Secara terpisah, tim juga memiliki mengumpulkan beberapa data awal pada tikus hamil: Mereka telah menemukan bahwa, ketika tingkat hormon seks wanita naik, demikian juga aktivitas penghilang rasa sakit dari Treg.
Melalui eksperimen lebih lanjut, tim mengidentifikasi opioid enkephalin sebagai mediator dari efek ini, menemukan bahwa itu menghalangi neuron nyeri dari mengirim sinyal. Yang belum mereka ketahui adalah bagaimana hormon seks menginstruksikan sel kekebalan tubuh untuk membuat opioid.
“Pasti ada sinyal yang mengaktifkan Treg itu,” kata Midavaine. “Kami belum menunjukkan sinyal itu dulu.”
Penelitian nyeri menghadapi masa depan yang tidak pasti
Studi ini menimbulkan pertanyaan tentang apa yang mungkin terjadi dalam menopause, ketika produksi tubuh hormon seks wanita merosot. Ini juga menimbulkan pertanyaan tentang mekanisme alternatif apa untuk menghilangkan rasa sakit pada pria, mengingat bahwa mereka tidak memiliki mekanisme yang dijelaskan dalam penelitian baru, kata penulis co-senior Allan BasbaumProfesor dan Ketua Departemen Anatomi UCSF.
Ke depan, pekerjaan itu dapat menginspirasi cara -cara baru untuk mengobati rasa sakit, saran Kashem. Misalnya, dapatkah ada cara untuk meningkatkan jumlah treg pelepas opioid di sekitar sumsum tulang belakang, atau mengirimkan enkephalin buatan lab untuk melakukan fungsi yang sama?
Ada banyak arah yang bisa diambil tim dalam studi masa depan, para peneliti mencatat. Tetapi yang terpenting, mereka tidak akan menemukan mekanisme spesifik wanita ini jika mereka tidak memasukkan tikus wanita dalam penelitian mereka.
Studi ini didanai, sebagian, oleh National Institutes of Health (NIH), yang telah lama menguatkan kebijakan itu mengharuskan penerima untuk memasukkan hewan jantan dan betina Dalam penelitian mereka, kecuali mereka memiliki pembenaran ilmiah yang sangat kuat untuk memasukkan hanya satu jenis kelamin. Baru -baru ini, NIH tampaknya mengarsipkan kebijakan itudan tidak jelas apakah itu akan terus ditegakkan.

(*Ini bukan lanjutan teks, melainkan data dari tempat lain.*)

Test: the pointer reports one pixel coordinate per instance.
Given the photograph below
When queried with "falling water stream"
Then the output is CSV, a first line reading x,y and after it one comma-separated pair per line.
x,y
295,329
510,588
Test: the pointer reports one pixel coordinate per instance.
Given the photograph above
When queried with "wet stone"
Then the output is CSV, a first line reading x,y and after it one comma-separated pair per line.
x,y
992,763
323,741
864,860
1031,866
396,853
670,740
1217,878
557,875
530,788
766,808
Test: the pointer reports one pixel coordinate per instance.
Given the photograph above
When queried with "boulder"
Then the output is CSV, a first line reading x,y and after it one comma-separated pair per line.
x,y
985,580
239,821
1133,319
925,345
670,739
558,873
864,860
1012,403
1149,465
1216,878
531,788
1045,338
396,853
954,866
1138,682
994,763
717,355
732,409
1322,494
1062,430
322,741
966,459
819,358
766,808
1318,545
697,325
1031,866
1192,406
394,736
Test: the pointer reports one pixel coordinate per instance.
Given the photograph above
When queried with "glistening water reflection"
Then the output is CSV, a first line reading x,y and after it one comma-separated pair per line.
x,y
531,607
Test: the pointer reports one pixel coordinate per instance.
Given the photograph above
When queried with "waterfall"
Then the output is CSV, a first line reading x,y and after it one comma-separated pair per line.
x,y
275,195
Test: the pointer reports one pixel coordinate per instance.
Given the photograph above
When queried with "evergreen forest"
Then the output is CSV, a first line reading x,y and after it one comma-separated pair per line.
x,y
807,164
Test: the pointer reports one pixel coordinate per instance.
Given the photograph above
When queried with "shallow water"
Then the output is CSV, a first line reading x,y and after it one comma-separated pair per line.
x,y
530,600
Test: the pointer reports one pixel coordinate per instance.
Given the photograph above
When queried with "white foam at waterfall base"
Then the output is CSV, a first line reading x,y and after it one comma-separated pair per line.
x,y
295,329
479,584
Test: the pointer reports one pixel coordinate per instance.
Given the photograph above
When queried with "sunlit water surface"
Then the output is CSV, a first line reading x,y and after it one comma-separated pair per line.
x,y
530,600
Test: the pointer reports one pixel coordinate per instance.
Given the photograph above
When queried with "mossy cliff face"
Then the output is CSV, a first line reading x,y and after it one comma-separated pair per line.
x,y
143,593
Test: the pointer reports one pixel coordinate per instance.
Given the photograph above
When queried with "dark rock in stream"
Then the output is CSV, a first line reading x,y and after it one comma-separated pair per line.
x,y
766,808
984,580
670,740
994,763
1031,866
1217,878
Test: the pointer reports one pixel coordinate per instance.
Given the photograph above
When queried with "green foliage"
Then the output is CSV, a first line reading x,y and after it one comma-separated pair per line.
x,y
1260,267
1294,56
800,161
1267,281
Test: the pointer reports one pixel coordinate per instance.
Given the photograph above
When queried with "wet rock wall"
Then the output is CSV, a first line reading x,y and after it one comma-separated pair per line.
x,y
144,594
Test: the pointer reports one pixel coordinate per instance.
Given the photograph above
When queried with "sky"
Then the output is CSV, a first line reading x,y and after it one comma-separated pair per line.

Pergeseran kebijakan potensial ini datang pada saat perintah eksekutif telah mendorong lembaga sains utama ke mempertimbangkan kembali proyek yang berisi kata -kata tertentuseperti “wanita” dan “wanita.”
“Ada kekhawatiran sekarang karena semua hal yang keluar dari Washington, itu tidak-tidak,” kata Basbaum. “Saya ingin tahu apa yang akan terjadi seandainya kami memulai studi ini sekarang.”
Dalam konteks penelitian nyeri, ada perbedaan yang ditetapkan antara jenis kelamin dalam tingkat gangguan nyeri, efek dari obat-obatan penghilang rasa sakit, dan cara pemrosesan nyeri bekerja pada tingkat seluler, kata Midavaine.
“Sangat mendasar untuk mempelajari kedua jenis kelamin,” dia menekankan. Tanpa penyandang dana besar seperti NIH yang mengharuskan para ilmuwan untuk mempelajari kedua jenis kelamin, “Saya pikir banyak laboratorium mungkin hanya memutuskan untuk melakukan penelitian tentang laki -laki, seperti yang telah dilakukan selama bertahun -tahun sebelumnya. Dan Anda mungkin kehilangan banyak temuan yang sangat kritis.”